彼等はその英雄を、「銃」という特異な武器を使うその姿から敬意を込めて“銃使い”と呼んだそうだ――。
あの戦いのあった日から数十年の月日が経過した。
各地で小さないざこざは有れど、国同士の大きな戦争はここ暫く起きていない。また、英雄がかつて退けた神がまた姿を現して世界を混沌へと導くような気配も感じられない。
世界はいたって平和であった。
そんなある日のトリスタニア王国内のある屋敷にて――。
「それでは父上、母上。行ってまいります」
屋敷の玄関前で一人の青年が真新しい軍服に身を包んで屋敷を出立しようとしていた。彼の姿は黒い髪に同じ色の獣人種特有の獣耳が頭部にみられる。
その黒髪は昔のある人物を連想させた。
「いいか、家名に泥を塗るようなことのないようしっかりと勤めを果たしてくるんだぞ」
「くれぐれも体には気を付けるのよ」
青年と対面するようにその両親が彼の門出を祝っている。その両親も青年と同様にどこか昔人知れず活躍したある人物に似た雰囲気を醸し出している。

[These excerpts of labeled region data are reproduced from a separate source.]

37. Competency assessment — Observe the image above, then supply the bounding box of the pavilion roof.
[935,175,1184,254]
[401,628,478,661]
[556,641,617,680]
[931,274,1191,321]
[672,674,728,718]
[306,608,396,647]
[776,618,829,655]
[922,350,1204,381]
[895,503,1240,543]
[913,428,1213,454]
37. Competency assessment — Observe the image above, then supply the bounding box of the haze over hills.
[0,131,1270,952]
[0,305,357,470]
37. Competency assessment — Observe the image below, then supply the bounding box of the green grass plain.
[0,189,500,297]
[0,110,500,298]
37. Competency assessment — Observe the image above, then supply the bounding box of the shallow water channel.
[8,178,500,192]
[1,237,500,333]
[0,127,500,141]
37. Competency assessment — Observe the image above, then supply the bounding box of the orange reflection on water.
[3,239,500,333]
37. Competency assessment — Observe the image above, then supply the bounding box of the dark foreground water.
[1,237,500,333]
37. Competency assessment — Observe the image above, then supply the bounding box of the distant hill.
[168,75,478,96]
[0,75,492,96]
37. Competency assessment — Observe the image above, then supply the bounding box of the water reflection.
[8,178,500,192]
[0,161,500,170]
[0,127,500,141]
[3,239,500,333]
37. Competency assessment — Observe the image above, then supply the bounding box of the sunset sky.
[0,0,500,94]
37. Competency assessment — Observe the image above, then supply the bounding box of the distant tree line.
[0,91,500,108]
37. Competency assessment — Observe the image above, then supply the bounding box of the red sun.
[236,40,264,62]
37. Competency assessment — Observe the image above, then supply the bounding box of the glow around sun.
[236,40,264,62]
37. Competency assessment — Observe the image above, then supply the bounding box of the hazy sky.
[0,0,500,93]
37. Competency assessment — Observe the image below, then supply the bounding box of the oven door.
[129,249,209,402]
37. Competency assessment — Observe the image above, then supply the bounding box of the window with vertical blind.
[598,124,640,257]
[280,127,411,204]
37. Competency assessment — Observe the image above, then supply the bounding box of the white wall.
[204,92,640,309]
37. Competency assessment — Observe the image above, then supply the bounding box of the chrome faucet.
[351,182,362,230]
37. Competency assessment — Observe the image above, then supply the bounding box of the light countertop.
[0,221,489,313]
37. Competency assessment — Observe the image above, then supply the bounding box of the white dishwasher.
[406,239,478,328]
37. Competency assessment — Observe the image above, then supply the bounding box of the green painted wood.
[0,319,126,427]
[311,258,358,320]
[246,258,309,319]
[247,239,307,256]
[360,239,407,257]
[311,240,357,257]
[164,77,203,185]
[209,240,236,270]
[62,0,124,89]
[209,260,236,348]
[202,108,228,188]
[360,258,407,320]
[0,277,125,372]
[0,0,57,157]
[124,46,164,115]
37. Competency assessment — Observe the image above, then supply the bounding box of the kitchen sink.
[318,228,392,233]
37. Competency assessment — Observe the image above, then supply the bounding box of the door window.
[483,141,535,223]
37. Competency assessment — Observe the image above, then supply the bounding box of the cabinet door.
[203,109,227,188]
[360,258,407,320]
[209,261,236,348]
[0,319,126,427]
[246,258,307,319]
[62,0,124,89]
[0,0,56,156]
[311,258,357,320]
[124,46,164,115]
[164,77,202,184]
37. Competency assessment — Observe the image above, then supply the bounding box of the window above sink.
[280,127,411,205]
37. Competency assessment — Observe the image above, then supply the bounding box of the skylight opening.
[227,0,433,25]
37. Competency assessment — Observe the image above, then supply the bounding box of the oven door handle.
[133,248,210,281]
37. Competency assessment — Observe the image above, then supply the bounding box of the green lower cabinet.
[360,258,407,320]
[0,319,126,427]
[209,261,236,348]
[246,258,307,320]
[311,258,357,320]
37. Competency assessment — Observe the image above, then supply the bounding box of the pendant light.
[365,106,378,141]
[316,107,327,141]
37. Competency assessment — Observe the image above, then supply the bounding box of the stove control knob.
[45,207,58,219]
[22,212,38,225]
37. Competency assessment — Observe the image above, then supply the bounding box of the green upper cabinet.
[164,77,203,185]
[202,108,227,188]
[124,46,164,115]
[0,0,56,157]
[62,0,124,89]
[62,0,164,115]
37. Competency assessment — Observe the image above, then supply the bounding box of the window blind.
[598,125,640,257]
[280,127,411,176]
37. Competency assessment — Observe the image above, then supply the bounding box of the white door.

「はい! フナサカの名に恥じぬよう、しっかりと職務を務めて参ります!」
「あぁ、その意気だ」
「父上、出発前に御爺様と御婆様にご挨拶してから参りたいのですが……」
「お二人はこういった湿っぽいのは昔から苦手でね。お二人には私の方からよろしく伝えておこう」
「よろしくお願いします。では、行ってまいります!」
元気よくそう言った青年は後ろ髪引かれつつも屋敷から出発していく。
そしてその姿を見送るように眺めていた二つの人影が屋敷の一室にあった。
「あの子もとうとう行ってしまいましたね」
「あぁそうだな。アイツの門出だ、祝ってやらないとな」
その一室に居た二人はどちらも年老いており、お互いの顔や手に沢山の皺が寄っている。
「でもよかったんですか? 一緒に見送らなくて?」
「俺もああいった雰囲気は今でも苦手でな。こうして静かに見送るだけでいいさ」
獣人種の老婆に眼帯を着けた白髪の老人はそう答える。
「そうですか……。でもこうして貴方と子を成すばかりか孫にまで恵まれるとは思いませんでしたね」
「そうか? 俺はいずれはこうなるだろうと昔から思っていたぞ。ま、今も昔も幸せしか感じていないがな」
そう言うと老人は静かに笑みを浮かべた。そして続けざまにこう言った。
「なあアリシア。君は俺といて幸せだったか?」
「愚問ですね。私は貴方と、春人さんと一緒に居られてとても幸せでしたよ。そしてそれはこれからもです」
「そうか……ありがとう」
「私の方こそありがとうございます」
年老いていながらも尚、この夫婦の姿はとても美しく、それは例えるならばおしどり夫婦といった言葉が非常によく似合う程である。
そして老人は、春人はまた窓越しに外の風景を眺めながらこう言った。
「本当に、これで俺の時代は終わった。だがまだやることが一つだけ残っているな」
「まだ何かやり残したことが?」
「あぁ有るさ。次の世代を見守るという大きな仕事がな。これは共に果たそう。最期の時が来るまで、な」
「……ええ、最期の時が来ても私は常に貴方の隣に居ます。愛しています春人さん」
「俺も愛しているぞ、アリシア」
船坂春人は一つの時代を生き抜き、次の世代へとその意思を引き継いだ。彼の人生は波乱万丈な人生であった。それでも愛する者と共に後世へと自分が生きた証を残し、彼等を優しく、時に厳しく指導した。
彼の物語の最後はとても温かく、優しさに満ちていた。そこにはかつての血と硝煙の混じった臭いは何処にも無い。
春人はアリシアと共に最期の時が来るその瞬間まで世界を優しく見守っていた。